"""
    Only supports the time series datasets! (model definition assumes it's 2d problem here)
    (the train numbers and test numbers should not be predefined in the dataset, otherwise merge the dataset)
    the predicted feature now only support 1 channel
    logger currently only supports tensorboard 
    TODO: support more channels
"""
import torch
import numpy as np

from neuralop.models import FNO
# from neuralop.training import OutputEncoderCallback
from neuralop.utils import count_params
from neuralop import LpLoss, H1Loss
from neuralop.datasets.autoregressive_dataset import load_autoregressive_traintestsplit_v3
from neuralop.training import MultipleInputCallback, SimpleTensorBoardLoggerCallback, ModelCheckpointCallback

import os
import sys
import time
from pathlib import Path
import matplotlib.pyplot as plt

device = 'cuda' if torch.cuda.is_available() else 'cpu'
print(f'Using {device} device')

import argparse

def get_parser():
    parser = argparse.ArgumentParser('FNO Models', add_help=False)
    parser.add_argument('--model', type=str, default='FNO')
    parser.add_argument('--model_name',  type=str, default='FNO')
    # # # Data Loader Configs # # #
    parser.add_argument('--n_train', type=int, default=2)
    parser.add_argument('--n_test', nargs='+', type=int, default=1)
    parser.add_argument('--batch_size', type=int, default=32) #
    parser.add_argument('--test_batch_size', type=int, default=1)
    parser.add_argument('--train_subsample_rate', type=int, default=4)
    parser.add_argument('--test_subsample_rate', nargs='+',  type=int, default=4)
    parser.add_argument('--time_step', type=int, default=10)
    parser.add_argument('--predict_feature', type=str, default='u')
    parser.add_argument('--data_path', type=str, default='./data/ns_random_forces_1.h5', help="the path of data file")
    parser.add_argument('--test_data_path', nargs='+', type=str, default='', help="the path of test data file")
    parser.add_argument('--data_name', type=str, default='NS_Contextual', help="the name of dataset")
    parser.add_argument('--simaug_train_data', type=bool, default=False, help="whether to augment the dataset with similar ones")
    parser.add_argument('--simaug_test_data', type=bool, default=False, help="whether to augment the test dataset with similar ones")
    # # # Model Configs # # #
    parser.add_argument('--n_modes', type=int, default=21) #
    parser.add_argument('--num_prod', type=int, default=2) #
    parser.add_argument('--n_layers', type=int, default=4) ##
    parser.add_argument('--raw_in_channels', type=int, default=3, help='TorusLi: 1; ns_contextual: 3')
    parser.add_argument('--pos_encoding', type=bool, default=True) ##
    parser.add_argument('--hidden_channels', type=int, default=32) #
    parser.add_argument('--lifting_channels', type=int, default=256) #
    parser.add_argument('--projection_channels', type=int, default=64) #
    parser.add_argument('--factorization', type=str, default='tucker') #####
    parser.add_argument('--channel_mixing', type=str, default='', help='') #####
    parser.add_argument('--rank', type=float, default=0.42, help='the compression rate of tensor') #
    parser.add_argument('--load_path', type=str, default='', help='load checkpoint')

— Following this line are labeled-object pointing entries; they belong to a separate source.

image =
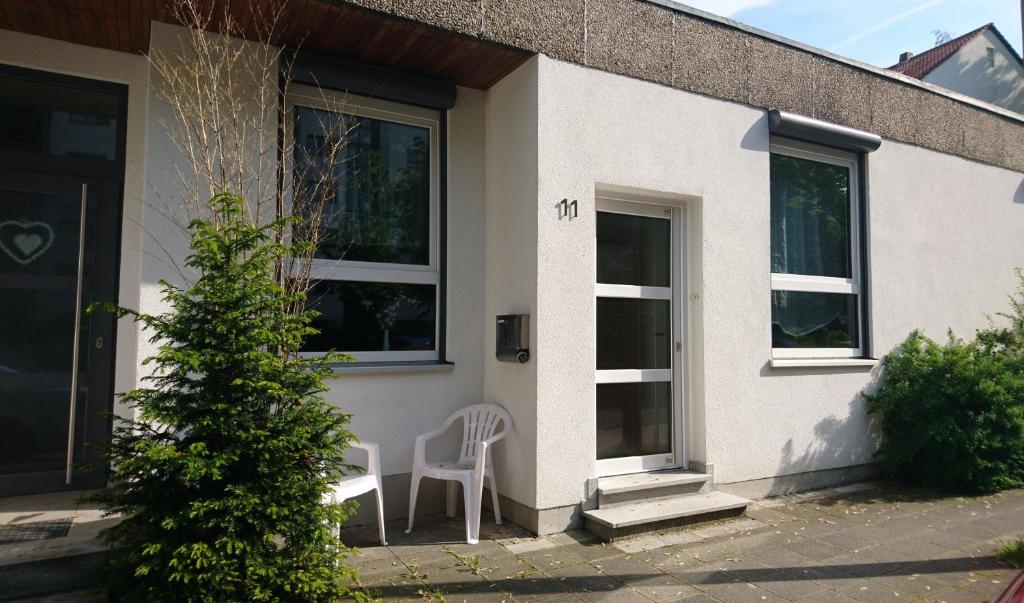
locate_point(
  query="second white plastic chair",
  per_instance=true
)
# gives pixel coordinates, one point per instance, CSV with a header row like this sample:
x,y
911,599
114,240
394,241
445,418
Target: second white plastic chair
x,y
350,486
479,433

    # # # Optimizer Configs # # #
    parser.add_argument('--lr', type=float, default=1e-3) #Path
    parser.add_argument('--weight_decay', type=float, default=1e-4) #
    parser.add_argument('--scheduler_steps', type=int, default=100) #
    parser.add_argument('--scheduler_gamma', type=float, default=0.5) #
    parser.add_argument('--train_loss', type=str, default='h1', help='h1 or l2') #
    # # # Log and Save Configs # # #
    parser.add_argument('--log_path', type=str, default='./runs')
    parser.add_argument('--save_path', type=str, default='./ckpt')
    parser.add_argument('--prefix', type=str, default='', help='prefix of log and save file')
    parser.add_argument('--time_suffix', type=bool, default=True, help='whether to use program start time as suffix')
    parser.add_argument('--config_details', type=bool, default=True, help='whether to include config details to the log and save file name')
    parser.add_argument('--log_interval', type=int, default=4)
    parser.add_argument('--save_interval', type=int, default=20)
    # # # Trainer Configs # # #
    parser.add_argument('--epochs', type=int, default=501) #
    parser.add_argument('--verbose', type=bool, default=True)
    parser.add_argument('--random_seed', type=bool, default=False)
    parser.add_argument('--seed', type=int, default=0)

    return parser

def test(args):
    seed = args.seed
    if args.random_seed:
        import random
        seed = random.randint(1, 10000)
    torch.manual_seed(seed)
    np.random.seed(seed)
    torch.cuda.manual_seed(seed)
    torch.backends.cudnn.deterministic = True
    verbose = args.verbose
    # # # Data Preparation # # #
    n_train = args.n_train
    n_test = args.n_test
    batch_size = args.batch_size
    test_batch_size = args.test_batch_size
    train_subsample_rate = args.train_subsample_rate
    test_subsample_rate = args.test_subsample_rate
    time_step = args.time_step
    data_path = args.data_path
    train_loader, test_loaders = load_autoregressive_traintestsplit_v3(
        data_path,
        n_train, n_test,
        batch_size, test_batch_size,
        train_subsample_rate, test_subsample_rate,
        time_step,
        test_data_paths=args.test_data_path,
        predict_feature=args.predict_feature,
        append_positional_encoding=args.pos_encoding
    )
    resolution = train_loader.dataset[0]['x'].shape[0]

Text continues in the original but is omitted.